Warming, Cooling, Neutral foods refers to the effect on the body, not the temperature of the foods. For instance, a panting, red- skinned, itchy dog may need cooling and drying meats. Raw chicken increases dampness and cooked chicken increases the heat, so chicken should be avoided. If the dog was dry and hot the raw chicken may be effective.

A related issue is not addressed in their charts – raw versus cooked meats.  Their charts assume you have been trained as to how cooking different ways changes the quality of the meats.

Older animals may do better with their meats cooked. While I, and many holistic veterinarians, prefer a raw meat diet and feel it is best for all problems, many feel that animals do better with freshly sourced cooked food. I am now noticing how well animal with more compromised intestines actually do on raw versus cooked foods, since some say cooked food is easier to digest.  Also, from the Traditional Chinese Veterinary Medicine (TCVM) perspective, raw food is considered cooling and most elderly animals need warming up. Stay posted for more reports.

Even without more specific knowledge you can use these charts to experiment with different fresh foods (hopefully locally sourced) for your pets.

There is a list to help dogs with “Stinky greasy dog coat, ‘Dog smell’, goopy eyes, ear discharges, hot spots, gooey cough”.

 

If your dog is “seeking cool places, panting, thirst, red eyes, panting at night, dry skin, dry cough and restlessness”, he may need cooling foods (one chart) and/or Yin tonics, so even with no more training you could try to add those meats, fish (raw or cooked) and other foods that are on both charts (lots of overlap) to the diet for a month and see what changes.
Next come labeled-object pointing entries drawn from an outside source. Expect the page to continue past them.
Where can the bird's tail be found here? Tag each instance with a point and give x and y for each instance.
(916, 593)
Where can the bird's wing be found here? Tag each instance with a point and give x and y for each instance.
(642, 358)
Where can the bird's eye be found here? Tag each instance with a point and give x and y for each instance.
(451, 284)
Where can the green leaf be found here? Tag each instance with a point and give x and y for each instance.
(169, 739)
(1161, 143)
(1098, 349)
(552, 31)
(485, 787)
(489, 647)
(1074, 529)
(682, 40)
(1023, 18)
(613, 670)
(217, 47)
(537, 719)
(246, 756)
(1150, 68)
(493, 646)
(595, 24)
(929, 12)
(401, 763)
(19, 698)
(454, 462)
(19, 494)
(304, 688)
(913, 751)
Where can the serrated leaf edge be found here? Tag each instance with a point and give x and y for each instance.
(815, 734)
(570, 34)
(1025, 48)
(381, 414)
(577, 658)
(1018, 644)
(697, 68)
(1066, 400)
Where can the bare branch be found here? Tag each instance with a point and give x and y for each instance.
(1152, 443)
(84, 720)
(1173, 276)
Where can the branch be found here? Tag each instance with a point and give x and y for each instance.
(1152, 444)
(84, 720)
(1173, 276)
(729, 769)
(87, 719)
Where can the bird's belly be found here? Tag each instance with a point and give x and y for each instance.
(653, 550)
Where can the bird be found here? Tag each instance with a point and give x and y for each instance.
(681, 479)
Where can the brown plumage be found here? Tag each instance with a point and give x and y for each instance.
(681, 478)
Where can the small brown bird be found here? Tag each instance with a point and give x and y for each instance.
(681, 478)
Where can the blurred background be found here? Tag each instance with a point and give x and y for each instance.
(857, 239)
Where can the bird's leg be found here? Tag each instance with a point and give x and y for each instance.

Animals with “general weakness, fatigue, exercise intolerance, poor appetite, chronic diarrhea, loss of body weight, muscle atrophy, shortness of breath, asthma and/or urinary or fecal incontinence” would need warming Qi tonic foods.

Similar are those with “heat seeking behaviors like staying in front of fires or under bedcovers, having coldness to ears, nose, back and limbs” and need Yang Tonic (hot) foods.

A “history of blood loss/anemia, pale white gums, dry flaky dandruff coat, dry cracked paw pads, lack of stamina” need blood tonic foods.

Often dogs (because of commercial diets full of “sugar, yeast, wheat, saturated fats, roasted peanuts, dairy products, bread, pork, bananas, and concentrated juices”) with “stiffness (worse in damp weather), obesity, weepy lesions without heat, and loose stools” need dampness draining foods.

These charts also include ones on foods to avoid, basic food pyramid and more.

On their “foods to avoid” chart, I agree with avoiding chocolate, cherry, apricot pits, raw yeast dough & alcohol (no nutritional value), avocado peels (I add pits to that and the flesh is great), onions and scallions and macadamia nuts (in large amounts), grapes or raisins if your dogs have not been eating them for years already. Though I have not explored these, I can agree with Herbsmith until I have more information – plum, persimmons, mustard seed and leaf.